No sería esta, por supuesto, la
primera vez que un filme de temática histórica tiene este tipo de características.
Argo, la producción ganadora del Oscar dirigida por Ben Affleck recibió fuertes
críticas de la comunidad canadiense, acusando a los realzadores de olvidar en
la cinta el retratar la importante colaboración de su embajada en el plan de
rescate presentado en la pantalla. Y, tal vez más dramático, es la encuesta
citada por el portal El Orden Mundial, en la que se hace una comparación entre
las respuestas dadas por los franceses a la pregunta de ¿quién ganó la Segunda
Guerra Mundial?, en dos periodos distintos. Según los hombres y mujeres de los
años de la década de los cincuenta, por gran mayoría, el gran vencedor había
sido la Unión Soviética. Hoy, los franceses creen que fue Estados Unidos.
Explican en ese artículo, que la única explicación para este cambio en el
imaginario ciudadano es la película anual presentada por Hollywood sobre el
tema, en la que muestran al ejército de la potencia occidental como la gran
triunfadora del conflicto.
Dunkirk, podríamos decir, hace
exactamente lo mismo. Pone en pantalla la historia que le sirve a los
británicos, nacionalidad que tienen tanto director como productora (Emma
Thomas) del filme y, seguramente, los principales financiadores del mismo. Es
un recurso buscando elevar el sentimiento patrio de sus nacionales y el amor
por el propio Estado. Y eso, en general, no tiene absolutamente nada de malo.
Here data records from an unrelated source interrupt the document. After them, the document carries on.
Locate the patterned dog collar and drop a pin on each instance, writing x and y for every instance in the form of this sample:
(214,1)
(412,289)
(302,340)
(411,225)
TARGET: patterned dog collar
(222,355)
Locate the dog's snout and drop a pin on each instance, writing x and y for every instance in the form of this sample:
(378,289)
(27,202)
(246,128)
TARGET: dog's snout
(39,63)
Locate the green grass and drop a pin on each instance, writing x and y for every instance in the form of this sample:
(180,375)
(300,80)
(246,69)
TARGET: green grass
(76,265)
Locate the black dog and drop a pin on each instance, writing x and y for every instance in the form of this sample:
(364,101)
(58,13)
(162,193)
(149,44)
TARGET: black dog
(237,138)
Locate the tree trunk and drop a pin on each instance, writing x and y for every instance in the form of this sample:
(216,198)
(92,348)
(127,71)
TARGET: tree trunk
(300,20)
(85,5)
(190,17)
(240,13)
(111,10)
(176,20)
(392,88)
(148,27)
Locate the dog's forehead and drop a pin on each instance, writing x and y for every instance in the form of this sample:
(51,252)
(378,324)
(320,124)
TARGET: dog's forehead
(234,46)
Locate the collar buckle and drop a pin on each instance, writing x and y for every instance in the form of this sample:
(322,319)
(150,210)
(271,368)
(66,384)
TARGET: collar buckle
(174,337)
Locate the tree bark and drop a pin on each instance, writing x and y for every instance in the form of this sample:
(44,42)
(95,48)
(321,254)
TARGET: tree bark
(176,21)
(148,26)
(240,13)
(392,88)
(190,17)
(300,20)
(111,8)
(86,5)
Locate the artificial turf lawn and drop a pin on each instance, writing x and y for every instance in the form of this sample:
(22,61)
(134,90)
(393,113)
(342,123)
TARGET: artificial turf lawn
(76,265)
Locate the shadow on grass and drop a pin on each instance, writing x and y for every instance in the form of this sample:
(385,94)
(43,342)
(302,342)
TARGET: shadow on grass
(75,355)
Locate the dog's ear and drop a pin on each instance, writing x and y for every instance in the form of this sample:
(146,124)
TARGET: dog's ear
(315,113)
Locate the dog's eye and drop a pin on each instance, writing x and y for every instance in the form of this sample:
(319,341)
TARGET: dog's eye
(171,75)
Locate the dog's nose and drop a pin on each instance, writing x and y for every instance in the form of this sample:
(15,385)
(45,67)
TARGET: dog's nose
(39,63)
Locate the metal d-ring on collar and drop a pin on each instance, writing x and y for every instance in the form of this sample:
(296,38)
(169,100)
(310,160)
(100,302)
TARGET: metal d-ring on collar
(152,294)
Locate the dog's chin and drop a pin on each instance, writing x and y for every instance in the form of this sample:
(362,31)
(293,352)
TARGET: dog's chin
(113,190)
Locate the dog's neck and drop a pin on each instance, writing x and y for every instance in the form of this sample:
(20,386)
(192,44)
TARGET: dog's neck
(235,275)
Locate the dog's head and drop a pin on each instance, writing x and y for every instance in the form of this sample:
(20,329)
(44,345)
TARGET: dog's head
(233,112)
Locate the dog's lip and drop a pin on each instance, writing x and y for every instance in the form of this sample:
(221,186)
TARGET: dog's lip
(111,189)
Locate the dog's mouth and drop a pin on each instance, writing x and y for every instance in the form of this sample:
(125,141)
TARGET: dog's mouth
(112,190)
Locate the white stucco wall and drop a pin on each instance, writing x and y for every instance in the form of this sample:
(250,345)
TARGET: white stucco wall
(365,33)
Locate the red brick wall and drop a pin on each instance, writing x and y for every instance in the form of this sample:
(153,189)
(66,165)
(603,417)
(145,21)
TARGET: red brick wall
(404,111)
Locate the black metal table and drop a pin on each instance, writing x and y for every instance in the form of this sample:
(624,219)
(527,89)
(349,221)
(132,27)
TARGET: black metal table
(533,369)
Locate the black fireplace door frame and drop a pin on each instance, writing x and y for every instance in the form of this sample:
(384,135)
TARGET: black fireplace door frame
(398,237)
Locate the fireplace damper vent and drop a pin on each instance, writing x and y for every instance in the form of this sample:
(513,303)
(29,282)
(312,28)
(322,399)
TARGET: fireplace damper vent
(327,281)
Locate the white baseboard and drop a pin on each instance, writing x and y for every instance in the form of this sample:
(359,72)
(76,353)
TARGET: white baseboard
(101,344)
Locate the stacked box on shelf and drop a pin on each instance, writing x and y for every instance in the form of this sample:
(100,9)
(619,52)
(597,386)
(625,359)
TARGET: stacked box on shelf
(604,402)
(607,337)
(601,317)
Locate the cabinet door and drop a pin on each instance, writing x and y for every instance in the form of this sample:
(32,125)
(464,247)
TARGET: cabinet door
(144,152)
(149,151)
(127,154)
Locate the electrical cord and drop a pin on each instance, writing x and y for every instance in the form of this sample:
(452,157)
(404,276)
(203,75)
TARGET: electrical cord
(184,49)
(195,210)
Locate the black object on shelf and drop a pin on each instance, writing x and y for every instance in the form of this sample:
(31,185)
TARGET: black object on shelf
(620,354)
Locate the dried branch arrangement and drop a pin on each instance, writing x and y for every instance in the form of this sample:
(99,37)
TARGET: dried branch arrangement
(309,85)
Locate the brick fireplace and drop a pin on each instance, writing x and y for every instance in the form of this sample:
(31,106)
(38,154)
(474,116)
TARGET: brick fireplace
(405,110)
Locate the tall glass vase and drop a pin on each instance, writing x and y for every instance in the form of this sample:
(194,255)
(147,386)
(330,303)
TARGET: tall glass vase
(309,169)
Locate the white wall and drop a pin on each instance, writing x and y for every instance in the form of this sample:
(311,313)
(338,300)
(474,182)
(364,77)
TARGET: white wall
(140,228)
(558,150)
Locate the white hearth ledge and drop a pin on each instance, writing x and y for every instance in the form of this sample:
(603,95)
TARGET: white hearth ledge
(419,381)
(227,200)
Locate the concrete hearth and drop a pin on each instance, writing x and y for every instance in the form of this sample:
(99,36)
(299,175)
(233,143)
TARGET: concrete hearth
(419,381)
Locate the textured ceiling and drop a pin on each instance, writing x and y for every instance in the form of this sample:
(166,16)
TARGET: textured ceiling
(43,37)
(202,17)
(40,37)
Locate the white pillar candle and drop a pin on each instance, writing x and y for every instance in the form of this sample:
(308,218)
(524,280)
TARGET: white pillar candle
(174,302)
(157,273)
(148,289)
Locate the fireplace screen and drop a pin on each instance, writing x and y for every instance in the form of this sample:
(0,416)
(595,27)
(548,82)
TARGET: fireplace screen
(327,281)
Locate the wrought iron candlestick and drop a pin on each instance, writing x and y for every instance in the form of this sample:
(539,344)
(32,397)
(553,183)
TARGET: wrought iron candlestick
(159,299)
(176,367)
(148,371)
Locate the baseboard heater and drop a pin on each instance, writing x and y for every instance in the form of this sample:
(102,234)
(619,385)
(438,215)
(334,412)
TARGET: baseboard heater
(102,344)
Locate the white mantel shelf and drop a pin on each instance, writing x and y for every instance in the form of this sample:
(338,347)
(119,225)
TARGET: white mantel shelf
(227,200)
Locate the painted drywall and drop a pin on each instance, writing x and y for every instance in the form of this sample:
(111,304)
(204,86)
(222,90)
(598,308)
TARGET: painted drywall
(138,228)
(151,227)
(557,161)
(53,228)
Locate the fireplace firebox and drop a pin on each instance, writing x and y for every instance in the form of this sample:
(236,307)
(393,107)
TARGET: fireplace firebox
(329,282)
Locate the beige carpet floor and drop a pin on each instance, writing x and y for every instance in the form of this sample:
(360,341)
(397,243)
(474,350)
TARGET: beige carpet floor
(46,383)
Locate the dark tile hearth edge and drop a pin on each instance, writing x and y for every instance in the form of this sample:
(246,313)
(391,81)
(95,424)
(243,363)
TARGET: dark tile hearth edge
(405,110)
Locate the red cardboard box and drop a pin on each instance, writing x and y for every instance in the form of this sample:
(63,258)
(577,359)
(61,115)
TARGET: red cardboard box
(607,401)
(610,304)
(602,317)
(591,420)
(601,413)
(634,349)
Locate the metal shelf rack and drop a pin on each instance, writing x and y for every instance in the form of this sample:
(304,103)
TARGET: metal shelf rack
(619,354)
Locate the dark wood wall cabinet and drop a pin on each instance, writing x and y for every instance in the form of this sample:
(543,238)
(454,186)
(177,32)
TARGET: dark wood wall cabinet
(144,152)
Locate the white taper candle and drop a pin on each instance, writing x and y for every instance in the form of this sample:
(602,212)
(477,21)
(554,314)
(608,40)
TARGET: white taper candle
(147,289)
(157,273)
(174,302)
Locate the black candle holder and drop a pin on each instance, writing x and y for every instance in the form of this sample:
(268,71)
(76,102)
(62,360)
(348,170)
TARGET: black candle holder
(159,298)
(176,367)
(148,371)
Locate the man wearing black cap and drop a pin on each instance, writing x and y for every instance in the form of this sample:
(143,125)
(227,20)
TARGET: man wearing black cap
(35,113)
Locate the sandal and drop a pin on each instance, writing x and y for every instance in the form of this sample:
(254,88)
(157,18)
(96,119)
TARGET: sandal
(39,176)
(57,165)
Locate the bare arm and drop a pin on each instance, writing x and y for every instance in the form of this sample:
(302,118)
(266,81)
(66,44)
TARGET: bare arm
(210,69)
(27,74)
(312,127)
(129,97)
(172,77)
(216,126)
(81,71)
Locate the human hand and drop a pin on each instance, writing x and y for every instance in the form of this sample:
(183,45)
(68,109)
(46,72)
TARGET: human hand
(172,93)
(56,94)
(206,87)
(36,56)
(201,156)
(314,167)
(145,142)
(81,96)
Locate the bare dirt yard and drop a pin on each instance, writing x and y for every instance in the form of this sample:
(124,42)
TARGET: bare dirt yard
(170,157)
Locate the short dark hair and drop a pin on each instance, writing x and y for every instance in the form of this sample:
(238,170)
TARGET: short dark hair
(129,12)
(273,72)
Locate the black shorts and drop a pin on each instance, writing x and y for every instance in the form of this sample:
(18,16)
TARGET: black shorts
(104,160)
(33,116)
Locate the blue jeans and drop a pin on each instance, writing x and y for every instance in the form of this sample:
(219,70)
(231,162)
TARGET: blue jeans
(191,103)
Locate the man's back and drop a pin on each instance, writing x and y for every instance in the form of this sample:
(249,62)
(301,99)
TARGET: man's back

Tal vez, lo único, es la envidia que produce que en nuestros Estados latinos no
tengamos ese tipo de cinematografía, con esa capacidad. Debe ser, bastante
emocionante para un inglés revivir esos momentos, a través de la pantalla, que
exaltan los valores más loables de sus antepasados, sobre los que han
construido su nacionalidad.
Pero la magnífica puesta en
escena del director logra, con vehemencia, enviar un mensaje en el que la gran
mayoría podríamos estar de acuerdo: lo horrorosa que es una guerra. La magia
del filme radica en la potencia expulsada desde la pantalla, producto del uso
dado por el director a las herramientas tecnológicas a su disposición, para
hacernos sentir, como espectadores, el ser testigos privilegiados de un
enfrentamiento militar. La inmensidad de los planos IMAX, conjugados con una
pista de sonido poderosamente alucinante, logran que los disparos, las
explosiones; pero sobre todo los gritos de las víctimas impacten en nuestras
retinas y lleguen hasta nuestras almas. Y la experiencia, desde la comodidad de
nuestro sillón, no es más que traumática y, deseando esto, aleccionadora.
Es, entonces, Dunkirk, un filme
imperdible, para ver en la mejor sala de cine posible; pero que hay que
analizarlo con ojo crítico y sin inocencia. Tal vez, una brillante pieza de la
propaganda gubernamental; pero, eso sí y sin duda alguna, una obra maestra de
arte moderno, con un poderoso y muy plausible mensaje.
*Andrés Arell-Báez es escritor,
productor y director de cine. CEO de GOW Filmes.